Aku melihat mobil hitam milik Gio tiba-tiba berhenti dan sesosok perempuan bertubuh tambun segera naik ke mobil itu dengan cepat dan mobil itu segera melesat meninggalkan tempat ini..
Aku melanjutkan langkahku ke halte dan menunggu angkutan umum.
Ting! sebuah notifikasi masuk ke ponselku.
(Ivan) : Kamu cantik.
(Me) : Terima kasih. Darimana kamu tahu?
Ivan: Aku tahu saja, aku ada di sekitar kamu, kok.
Aku melongok ke seklilingku tapi tak menemukan orang yang bisa kutebak sebagai Ivan.
(Me) : Kamu di mana, aku tidak melihat keberadaanku.

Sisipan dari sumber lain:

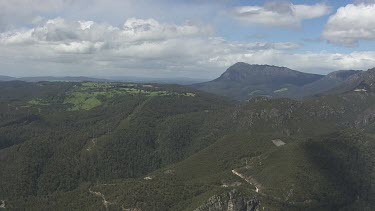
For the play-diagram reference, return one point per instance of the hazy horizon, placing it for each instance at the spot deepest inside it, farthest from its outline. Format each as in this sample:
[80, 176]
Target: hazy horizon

(Ivan) : Pulang. Hati-hati di jalan, Lia.
Aku tersenyum membaca kalimat itu, entahlah meski aku belum pernah melihat wajahnya tapi aku merasa suka padanya. Itulah alasanku kenapa aku mau menerima perjodohan yang disodorkan Mbak Minah. Aku tak membalas pesan dari Ivan lagi dan memasukkan ponselku ke dalam saku. Aku tersenyum dan berharap aku bisa bertemu dengan Ivan tak lama lagi.
Bis yang kami tunggu akhirnya datang, aku segera naik dan dan duduk di bangku yang kosong. Hari yang makin gelap mengiringi kepulanganku.